No-one claims that in Afghanistan, the Taliban influence has been rooted out entirely. Violence continues. But two decades ago, the Afghanistan National Institute of Music would have been unthinkable.
ANIM was founded in 2008, with international support, to bring music education to young Afghans. Not long before that, the Afghan capital Kabul had finally been wrenched from the grasp of the fundamentalist Sunni Muslim Taliban.
In the Taliban years, music - once a thriving and rich part of Afghan culture, admired around the world - had all but disappeared.
Today in Kabul, ANIM teaches music skills to some 250 young people, both male and female. That figure is about to rise to 320 and there are plans to expand to cities such as Herat, Mazar-e Sharif and Jalalabad.
About 70% of the young people at the institute come from disadvantaged backgrounds - some used to work the streets selling vegetables, plastic bags or chewing gum to support their families. Ages range from 12 to around 20.
But five years ago, ANIM founder by Dr Ahmad Sarmast was urged to start a new project specifically to benefit girls.
"One of our students told me we needed a group of four or five girls to play pop music," he says. "I liked the idea but almost at once it became clear most of the girls at ANIM wanted to join. Suddenly we were talking about a full orchestra.
"For Afghanistan it was a new world. It wasn't just that the Taliban had made it impossible to perform or listen to music - the whole position of women in society was one of total repression."

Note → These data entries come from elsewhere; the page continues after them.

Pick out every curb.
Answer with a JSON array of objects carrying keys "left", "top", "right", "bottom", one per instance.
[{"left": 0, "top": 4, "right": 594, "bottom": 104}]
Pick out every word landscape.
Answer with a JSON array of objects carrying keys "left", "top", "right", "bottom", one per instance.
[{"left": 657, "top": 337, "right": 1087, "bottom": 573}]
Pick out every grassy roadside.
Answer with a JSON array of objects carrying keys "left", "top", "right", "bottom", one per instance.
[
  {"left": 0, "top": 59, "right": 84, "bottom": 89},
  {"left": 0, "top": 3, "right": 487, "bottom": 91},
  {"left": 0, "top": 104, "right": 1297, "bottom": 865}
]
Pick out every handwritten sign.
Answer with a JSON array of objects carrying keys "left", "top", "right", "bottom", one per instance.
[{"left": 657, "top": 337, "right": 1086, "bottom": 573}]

The orchestra was named Zohra after a Persian goddess of music. Dr Sarmast is delighted it's making a name for itself elsewhere. "But above all it sends a message of gender equality to other Afghans.

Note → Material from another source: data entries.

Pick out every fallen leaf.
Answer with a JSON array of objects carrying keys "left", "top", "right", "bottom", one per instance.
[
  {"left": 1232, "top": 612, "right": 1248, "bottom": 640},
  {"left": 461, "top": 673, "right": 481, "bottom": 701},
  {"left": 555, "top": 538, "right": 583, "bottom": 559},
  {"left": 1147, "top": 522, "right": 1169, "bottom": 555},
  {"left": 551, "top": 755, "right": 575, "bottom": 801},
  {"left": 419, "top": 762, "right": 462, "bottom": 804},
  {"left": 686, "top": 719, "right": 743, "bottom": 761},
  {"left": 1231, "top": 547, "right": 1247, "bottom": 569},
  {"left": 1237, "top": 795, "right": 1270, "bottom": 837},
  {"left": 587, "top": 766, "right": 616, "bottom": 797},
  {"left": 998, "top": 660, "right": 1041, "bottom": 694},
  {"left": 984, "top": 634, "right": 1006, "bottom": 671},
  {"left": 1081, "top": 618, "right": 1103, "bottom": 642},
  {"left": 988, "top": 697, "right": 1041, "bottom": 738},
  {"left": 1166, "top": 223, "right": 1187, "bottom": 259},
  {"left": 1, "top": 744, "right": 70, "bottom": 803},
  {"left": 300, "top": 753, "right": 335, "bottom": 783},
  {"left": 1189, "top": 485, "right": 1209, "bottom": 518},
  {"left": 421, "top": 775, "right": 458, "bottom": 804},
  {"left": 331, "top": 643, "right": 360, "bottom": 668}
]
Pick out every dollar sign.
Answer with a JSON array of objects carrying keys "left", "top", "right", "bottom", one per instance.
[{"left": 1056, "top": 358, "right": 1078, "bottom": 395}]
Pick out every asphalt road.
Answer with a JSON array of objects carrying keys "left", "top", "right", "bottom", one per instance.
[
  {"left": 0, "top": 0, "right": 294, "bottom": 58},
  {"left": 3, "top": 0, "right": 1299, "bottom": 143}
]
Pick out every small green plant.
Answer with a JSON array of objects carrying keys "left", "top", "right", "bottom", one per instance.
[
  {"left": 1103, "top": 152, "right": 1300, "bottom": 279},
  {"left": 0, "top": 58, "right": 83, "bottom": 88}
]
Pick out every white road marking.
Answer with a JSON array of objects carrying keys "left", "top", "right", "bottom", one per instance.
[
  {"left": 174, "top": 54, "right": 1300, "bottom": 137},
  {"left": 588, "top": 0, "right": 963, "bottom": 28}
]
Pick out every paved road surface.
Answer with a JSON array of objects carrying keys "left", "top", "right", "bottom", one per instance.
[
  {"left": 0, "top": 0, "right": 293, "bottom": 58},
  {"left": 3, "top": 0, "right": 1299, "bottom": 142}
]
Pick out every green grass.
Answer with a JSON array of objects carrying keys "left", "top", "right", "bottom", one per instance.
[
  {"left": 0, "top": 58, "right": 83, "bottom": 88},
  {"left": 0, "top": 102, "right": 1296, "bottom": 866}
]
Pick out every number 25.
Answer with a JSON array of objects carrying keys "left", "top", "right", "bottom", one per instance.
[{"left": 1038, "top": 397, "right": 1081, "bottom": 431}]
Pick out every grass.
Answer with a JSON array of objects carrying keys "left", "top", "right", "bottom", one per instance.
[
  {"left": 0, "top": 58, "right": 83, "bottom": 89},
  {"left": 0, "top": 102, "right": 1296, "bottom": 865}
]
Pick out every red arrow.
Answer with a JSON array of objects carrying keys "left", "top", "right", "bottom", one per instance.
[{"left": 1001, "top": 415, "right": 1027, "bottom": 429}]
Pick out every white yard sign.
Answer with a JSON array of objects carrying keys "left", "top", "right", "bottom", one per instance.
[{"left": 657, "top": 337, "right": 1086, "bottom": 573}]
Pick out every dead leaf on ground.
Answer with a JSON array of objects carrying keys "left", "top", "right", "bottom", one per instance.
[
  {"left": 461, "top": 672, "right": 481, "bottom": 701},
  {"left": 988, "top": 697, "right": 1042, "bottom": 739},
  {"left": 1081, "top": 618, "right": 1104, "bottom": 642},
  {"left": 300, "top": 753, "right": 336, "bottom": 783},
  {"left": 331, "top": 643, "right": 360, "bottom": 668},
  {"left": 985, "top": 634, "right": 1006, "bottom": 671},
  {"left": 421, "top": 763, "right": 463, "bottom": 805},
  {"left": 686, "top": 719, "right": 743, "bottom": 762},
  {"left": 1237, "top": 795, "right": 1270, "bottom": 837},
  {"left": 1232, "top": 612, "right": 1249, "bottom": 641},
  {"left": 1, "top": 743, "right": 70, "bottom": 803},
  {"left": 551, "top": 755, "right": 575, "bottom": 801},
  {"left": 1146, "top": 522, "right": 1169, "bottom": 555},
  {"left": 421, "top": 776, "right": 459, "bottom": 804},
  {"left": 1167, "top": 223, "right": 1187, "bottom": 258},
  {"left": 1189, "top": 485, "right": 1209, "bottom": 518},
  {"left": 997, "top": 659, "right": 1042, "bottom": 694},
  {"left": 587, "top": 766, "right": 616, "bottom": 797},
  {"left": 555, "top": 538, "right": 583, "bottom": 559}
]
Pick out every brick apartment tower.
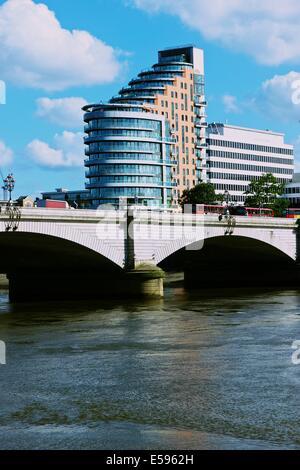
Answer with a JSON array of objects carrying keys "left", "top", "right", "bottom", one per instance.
[{"left": 110, "top": 45, "right": 207, "bottom": 207}]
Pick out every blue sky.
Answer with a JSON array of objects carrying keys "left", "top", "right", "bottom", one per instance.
[{"left": 0, "top": 0, "right": 300, "bottom": 197}]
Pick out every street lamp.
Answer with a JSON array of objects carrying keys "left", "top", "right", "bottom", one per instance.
[
  {"left": 2, "top": 183, "right": 7, "bottom": 201},
  {"left": 3, "top": 174, "right": 15, "bottom": 202},
  {"left": 224, "top": 189, "right": 230, "bottom": 207}
]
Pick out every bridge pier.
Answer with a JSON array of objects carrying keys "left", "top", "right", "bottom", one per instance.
[
  {"left": 124, "top": 263, "right": 165, "bottom": 298},
  {"left": 7, "top": 265, "right": 165, "bottom": 303}
]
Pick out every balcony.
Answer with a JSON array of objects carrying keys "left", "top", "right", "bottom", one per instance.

"Zohra creates a lovely sound but also it's a symbol of the freedom of Afghan women. This is the message we take around the world."
There are around 100 female students at ANIM, 23 of whom have come to Britain. Their numbers will be doubled when they play in concert with the London-based Orchestra of St John's and others. Instruments they've brought with them include the sarod, the rubab, tabla drums and the dutar.

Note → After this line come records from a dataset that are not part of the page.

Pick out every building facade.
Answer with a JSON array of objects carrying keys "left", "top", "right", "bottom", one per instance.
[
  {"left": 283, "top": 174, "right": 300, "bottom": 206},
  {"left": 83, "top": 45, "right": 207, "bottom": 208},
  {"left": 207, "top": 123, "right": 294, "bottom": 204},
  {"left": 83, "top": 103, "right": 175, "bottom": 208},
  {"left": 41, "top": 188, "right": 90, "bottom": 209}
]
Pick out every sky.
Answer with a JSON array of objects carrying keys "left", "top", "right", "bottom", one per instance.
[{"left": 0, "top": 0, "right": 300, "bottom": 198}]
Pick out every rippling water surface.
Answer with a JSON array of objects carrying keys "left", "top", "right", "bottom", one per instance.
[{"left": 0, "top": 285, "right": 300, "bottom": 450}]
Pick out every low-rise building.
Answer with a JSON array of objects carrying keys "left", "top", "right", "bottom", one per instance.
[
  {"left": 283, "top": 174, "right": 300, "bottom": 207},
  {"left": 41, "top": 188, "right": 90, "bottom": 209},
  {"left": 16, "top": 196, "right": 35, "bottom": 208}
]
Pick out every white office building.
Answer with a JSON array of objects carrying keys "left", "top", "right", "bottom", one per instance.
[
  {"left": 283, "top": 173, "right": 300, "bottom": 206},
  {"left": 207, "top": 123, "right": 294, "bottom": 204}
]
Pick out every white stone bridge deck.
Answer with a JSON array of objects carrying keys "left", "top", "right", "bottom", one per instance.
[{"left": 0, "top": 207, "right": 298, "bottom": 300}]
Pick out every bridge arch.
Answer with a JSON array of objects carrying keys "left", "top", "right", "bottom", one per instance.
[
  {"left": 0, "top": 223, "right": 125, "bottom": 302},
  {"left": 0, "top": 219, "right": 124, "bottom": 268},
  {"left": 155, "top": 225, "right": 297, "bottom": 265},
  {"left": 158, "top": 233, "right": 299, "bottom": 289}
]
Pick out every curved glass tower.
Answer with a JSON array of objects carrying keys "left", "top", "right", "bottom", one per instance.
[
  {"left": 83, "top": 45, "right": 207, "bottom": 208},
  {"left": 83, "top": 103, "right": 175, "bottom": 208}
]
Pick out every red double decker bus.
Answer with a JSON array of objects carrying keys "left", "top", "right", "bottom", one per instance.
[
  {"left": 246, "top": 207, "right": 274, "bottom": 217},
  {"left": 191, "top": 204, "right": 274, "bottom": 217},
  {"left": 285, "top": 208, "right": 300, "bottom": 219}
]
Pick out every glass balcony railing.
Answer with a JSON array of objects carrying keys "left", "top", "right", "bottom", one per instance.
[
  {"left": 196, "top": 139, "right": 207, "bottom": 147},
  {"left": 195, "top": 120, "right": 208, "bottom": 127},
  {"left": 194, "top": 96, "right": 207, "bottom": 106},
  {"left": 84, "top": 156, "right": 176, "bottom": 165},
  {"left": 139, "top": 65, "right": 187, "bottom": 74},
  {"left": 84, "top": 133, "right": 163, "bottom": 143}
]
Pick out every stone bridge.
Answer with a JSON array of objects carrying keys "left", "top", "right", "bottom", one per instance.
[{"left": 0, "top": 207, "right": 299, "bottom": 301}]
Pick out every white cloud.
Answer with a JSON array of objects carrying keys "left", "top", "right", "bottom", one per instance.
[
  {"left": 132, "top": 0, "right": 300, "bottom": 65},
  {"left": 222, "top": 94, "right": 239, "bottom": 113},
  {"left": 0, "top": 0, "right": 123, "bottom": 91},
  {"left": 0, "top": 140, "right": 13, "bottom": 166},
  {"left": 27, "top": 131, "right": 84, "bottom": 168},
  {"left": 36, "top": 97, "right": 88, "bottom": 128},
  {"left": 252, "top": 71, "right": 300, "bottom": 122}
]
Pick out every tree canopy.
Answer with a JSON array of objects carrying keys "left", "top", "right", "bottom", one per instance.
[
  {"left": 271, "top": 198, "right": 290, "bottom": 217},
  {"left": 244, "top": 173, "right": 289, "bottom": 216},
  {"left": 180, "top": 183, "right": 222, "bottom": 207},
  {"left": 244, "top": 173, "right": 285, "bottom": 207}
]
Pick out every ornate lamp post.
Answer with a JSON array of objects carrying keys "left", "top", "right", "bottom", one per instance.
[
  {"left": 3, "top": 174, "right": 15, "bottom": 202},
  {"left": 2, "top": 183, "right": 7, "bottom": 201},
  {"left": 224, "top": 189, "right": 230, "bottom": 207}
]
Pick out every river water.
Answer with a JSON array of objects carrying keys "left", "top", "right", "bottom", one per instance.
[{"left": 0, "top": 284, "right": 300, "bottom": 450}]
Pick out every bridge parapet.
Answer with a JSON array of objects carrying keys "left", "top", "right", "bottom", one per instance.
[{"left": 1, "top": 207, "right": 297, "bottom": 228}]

The music performed is a combination of traditional Afghan music and western classical. For instance, their new arrangement of Greensleeves contains attractive new instrumentation probably not envisaged by Ralph Vaughan Williams in 1934.
The conductor for the Afghan pieces is Negin Khpalwak, who at 22 is one of the older musicians in the group. She joined the school not long after it opened - not initially with the idea of conducting at all. As a chorister, she performed in Dubai and has also played and conducted in the US, India, Germany and Switzerland.
"It's much easier for me to conduct when we play Afghan music," she says. "We're very familiar with it and we play together easily.
"If we perform something like Greensleeves - which I think is very well-known in England - we have to concentrate extra hard. All of us understand Western notation but we still have to practice a lot before our concerts in Oxford and London."
The ensemble's highest-profile concert in the UK will be at the British Museum on Friday. But there are other events too before they head home.
Cayenna Ponchione-Bailey of the Orchestra of St John's has arranged for University of Oxford students to mentor young musicians in Kabul - which until now has mainly been by Skype.
"What I love about Zohra is that in some ways it's like a traditional Western chamber orchestra - but also we have these marvellous Afghan instruments embedded," she says.
"There are many things which music can achieve - and empowerment is definitely one of them. In Afghanistan, women's education continues to be precarious.
"So it's important that these girls and young women know they have a global support system. There are friends and a network which will support them as they assert their human rights."
Negin Khpalwak says even in Kabul, students can still sometimes encounter people beyond the school who think it's wrong that the orchestra even exists.
"They will say that in Islam women aren't allowed to go to school, not just for music but to study anything. But it's not true - women have their own rights and those people need to be educated.
"Our music isn't the only way to do that - but it's one way."